UNAIDS hopes to eradicate AIDS by 2030
The United Nations has announced that it is possible to completely end AIDS by 2030, only if local social organizations and people on the front lines to fight the disease are supported and empowered.
The United Nations Organization to fight AIDS, UNAIDS, has said in its annual report on World AIDS Day that the efforts of social organizations in the grassroots are not recognized, and that they are given little funding and even sometimes those people are attacked. The report states that, although the world has not yet completely eradicated AIDS as a public health threat, there is hope that it will be achieved. The United Nations for the first time set a goal in 2015 to eliminate AIDS as a public health threat by 2030. Currently, there are 39 million people living with HIV worldwide, the virus that causes AIDS. Of these, 20.8 million are in eastern and southern Africa while another 6.5 million are in Asia and the Pacific.

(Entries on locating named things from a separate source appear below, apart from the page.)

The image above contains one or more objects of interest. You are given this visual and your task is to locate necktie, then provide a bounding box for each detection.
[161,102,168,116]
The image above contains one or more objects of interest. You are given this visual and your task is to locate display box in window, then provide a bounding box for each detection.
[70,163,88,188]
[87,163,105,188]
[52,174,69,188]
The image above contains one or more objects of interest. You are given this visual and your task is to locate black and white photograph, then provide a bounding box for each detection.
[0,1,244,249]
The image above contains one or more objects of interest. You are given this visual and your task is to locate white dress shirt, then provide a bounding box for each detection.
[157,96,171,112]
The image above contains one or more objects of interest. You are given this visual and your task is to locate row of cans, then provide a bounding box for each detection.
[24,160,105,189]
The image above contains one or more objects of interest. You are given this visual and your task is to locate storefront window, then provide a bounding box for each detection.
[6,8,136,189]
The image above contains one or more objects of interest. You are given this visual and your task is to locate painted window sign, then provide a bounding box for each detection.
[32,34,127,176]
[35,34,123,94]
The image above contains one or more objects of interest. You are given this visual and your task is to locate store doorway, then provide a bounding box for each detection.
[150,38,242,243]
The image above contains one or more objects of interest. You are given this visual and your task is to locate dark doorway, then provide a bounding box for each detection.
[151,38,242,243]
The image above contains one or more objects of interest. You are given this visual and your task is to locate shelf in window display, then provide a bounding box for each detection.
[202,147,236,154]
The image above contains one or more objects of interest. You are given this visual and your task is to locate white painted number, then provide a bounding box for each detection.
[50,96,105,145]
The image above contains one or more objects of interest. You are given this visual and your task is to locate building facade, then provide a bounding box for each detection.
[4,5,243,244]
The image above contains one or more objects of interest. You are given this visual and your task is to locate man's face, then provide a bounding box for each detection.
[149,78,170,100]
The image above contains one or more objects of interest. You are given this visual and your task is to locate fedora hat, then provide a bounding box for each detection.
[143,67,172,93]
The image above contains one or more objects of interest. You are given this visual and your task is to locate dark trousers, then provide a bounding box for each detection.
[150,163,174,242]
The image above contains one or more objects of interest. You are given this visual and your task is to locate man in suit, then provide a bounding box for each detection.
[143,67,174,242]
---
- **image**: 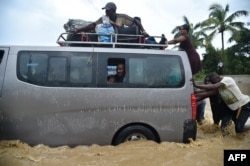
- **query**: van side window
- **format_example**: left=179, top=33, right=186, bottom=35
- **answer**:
left=70, top=56, right=92, bottom=83
left=17, top=51, right=94, bottom=87
left=107, top=58, right=126, bottom=83
left=128, top=56, right=184, bottom=88
left=48, top=57, right=67, bottom=82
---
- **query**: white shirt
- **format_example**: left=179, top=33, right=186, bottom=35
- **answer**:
left=219, top=77, right=250, bottom=110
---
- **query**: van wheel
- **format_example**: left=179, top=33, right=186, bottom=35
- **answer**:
left=113, top=125, right=157, bottom=145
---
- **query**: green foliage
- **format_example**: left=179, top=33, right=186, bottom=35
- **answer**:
left=169, top=3, right=250, bottom=74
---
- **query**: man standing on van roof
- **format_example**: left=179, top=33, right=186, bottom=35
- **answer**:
left=70, top=2, right=149, bottom=37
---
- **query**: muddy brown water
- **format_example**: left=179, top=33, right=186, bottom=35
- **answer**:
left=0, top=101, right=250, bottom=166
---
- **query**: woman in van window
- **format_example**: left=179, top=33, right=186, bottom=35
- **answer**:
left=168, top=24, right=201, bottom=77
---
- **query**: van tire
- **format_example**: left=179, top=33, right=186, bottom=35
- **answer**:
left=112, top=125, right=157, bottom=145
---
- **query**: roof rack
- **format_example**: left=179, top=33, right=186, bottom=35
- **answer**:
left=56, top=32, right=168, bottom=49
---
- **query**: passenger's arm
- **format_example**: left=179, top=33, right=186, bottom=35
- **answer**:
left=193, top=80, right=224, bottom=90
left=134, top=19, right=149, bottom=37
left=73, top=23, right=96, bottom=33
left=168, top=36, right=186, bottom=44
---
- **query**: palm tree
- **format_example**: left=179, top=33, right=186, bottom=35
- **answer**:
left=200, top=3, right=248, bottom=73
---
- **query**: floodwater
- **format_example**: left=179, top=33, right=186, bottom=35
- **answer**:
left=0, top=101, right=250, bottom=166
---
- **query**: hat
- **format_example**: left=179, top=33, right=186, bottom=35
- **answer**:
left=102, top=2, right=116, bottom=10
left=179, top=24, right=189, bottom=32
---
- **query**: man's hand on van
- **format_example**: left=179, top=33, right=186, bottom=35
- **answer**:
left=142, top=31, right=149, bottom=37
left=190, top=78, right=196, bottom=87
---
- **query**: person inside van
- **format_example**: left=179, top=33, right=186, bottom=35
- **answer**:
left=115, top=63, right=125, bottom=82
left=71, top=2, right=149, bottom=37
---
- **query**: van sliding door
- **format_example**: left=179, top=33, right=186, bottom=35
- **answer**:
left=0, top=47, right=9, bottom=97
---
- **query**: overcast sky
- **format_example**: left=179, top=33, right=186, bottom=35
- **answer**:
left=0, top=0, right=250, bottom=53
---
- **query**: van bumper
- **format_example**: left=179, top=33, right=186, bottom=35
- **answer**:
left=183, top=119, right=197, bottom=143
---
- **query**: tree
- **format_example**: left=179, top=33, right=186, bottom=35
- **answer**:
left=169, top=16, right=204, bottom=49
left=200, top=3, right=248, bottom=71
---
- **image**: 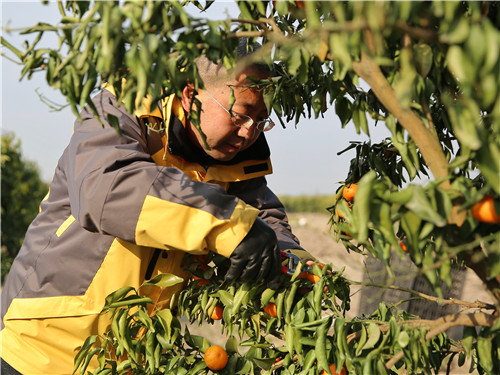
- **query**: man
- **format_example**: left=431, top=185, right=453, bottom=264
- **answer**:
left=1, top=39, right=304, bottom=374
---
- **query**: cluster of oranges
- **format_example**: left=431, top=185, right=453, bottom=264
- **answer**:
left=336, top=184, right=358, bottom=218
left=471, top=195, right=500, bottom=224
left=203, top=345, right=229, bottom=371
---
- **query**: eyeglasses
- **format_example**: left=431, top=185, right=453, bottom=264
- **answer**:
left=203, top=90, right=274, bottom=132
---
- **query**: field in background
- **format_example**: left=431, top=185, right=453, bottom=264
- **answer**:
left=279, top=195, right=335, bottom=214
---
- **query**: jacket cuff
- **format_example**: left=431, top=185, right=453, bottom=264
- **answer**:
left=285, top=249, right=318, bottom=262
left=206, top=200, right=259, bottom=258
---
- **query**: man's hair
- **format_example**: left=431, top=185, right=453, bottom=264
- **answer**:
left=196, top=38, right=273, bottom=88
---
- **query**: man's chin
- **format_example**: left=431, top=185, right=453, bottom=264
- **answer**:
left=206, top=149, right=238, bottom=161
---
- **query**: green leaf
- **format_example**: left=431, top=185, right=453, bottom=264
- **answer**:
left=477, top=336, right=493, bottom=374
left=260, top=288, right=276, bottom=308
left=353, top=171, right=377, bottom=242
left=142, top=273, right=184, bottom=288
left=104, top=286, right=135, bottom=308
left=226, top=336, right=238, bottom=353
left=335, top=97, right=355, bottom=129
left=405, top=185, right=446, bottom=227
left=413, top=43, right=433, bottom=78
left=398, top=331, right=410, bottom=348
left=362, top=323, right=382, bottom=350
left=476, top=141, right=500, bottom=194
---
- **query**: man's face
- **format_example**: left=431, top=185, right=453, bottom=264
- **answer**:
left=183, top=70, right=268, bottom=161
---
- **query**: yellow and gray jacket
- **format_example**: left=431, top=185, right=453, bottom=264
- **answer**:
left=0, top=90, right=301, bottom=374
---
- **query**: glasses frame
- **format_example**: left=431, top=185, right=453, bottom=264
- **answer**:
left=202, top=90, right=275, bottom=132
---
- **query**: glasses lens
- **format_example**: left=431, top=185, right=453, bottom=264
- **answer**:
left=232, top=114, right=253, bottom=128
left=257, top=119, right=274, bottom=132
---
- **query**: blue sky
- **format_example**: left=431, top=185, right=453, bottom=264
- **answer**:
left=0, top=0, right=387, bottom=195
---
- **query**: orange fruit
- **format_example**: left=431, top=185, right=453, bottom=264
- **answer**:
left=263, top=302, right=278, bottom=318
left=342, top=184, right=358, bottom=202
left=295, top=0, right=305, bottom=9
left=207, top=305, right=224, bottom=320
left=399, top=241, right=408, bottom=252
left=471, top=195, right=500, bottom=224
left=297, top=272, right=320, bottom=284
left=321, top=363, right=347, bottom=375
left=203, top=345, right=229, bottom=371
left=335, top=202, right=351, bottom=219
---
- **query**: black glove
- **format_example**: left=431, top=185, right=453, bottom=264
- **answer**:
left=225, top=218, right=281, bottom=289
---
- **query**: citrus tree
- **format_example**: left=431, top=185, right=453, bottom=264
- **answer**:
left=1, top=133, right=48, bottom=284
left=2, top=1, right=500, bottom=374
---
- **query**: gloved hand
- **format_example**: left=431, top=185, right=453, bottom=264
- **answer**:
left=225, top=218, right=281, bottom=289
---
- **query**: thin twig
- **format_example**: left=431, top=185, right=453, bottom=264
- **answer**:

Winnie Byanyima, Executive Director of UNAIDS However, out of 39 million patients, 9.2 million do not have antiretroviral drugs. The dangerous disease has killed 40.4 million people since the beginning of the epidemic in 1981. "The statistics in this report show that the way to end AIDS is not a secret, but a choice. It is a political and financial choice," said Winnie Byanyima, executive director of the United Nations Organization against AIDS (UNAIDS). This is happening in a situation where, last year (2022), the United Nations Organization to fight AIDS (UNAIDS) announced that a new study published in the Netherlands has shown the existence of a new species of AIDS virus which, despite its rapid spread, is also harmful more.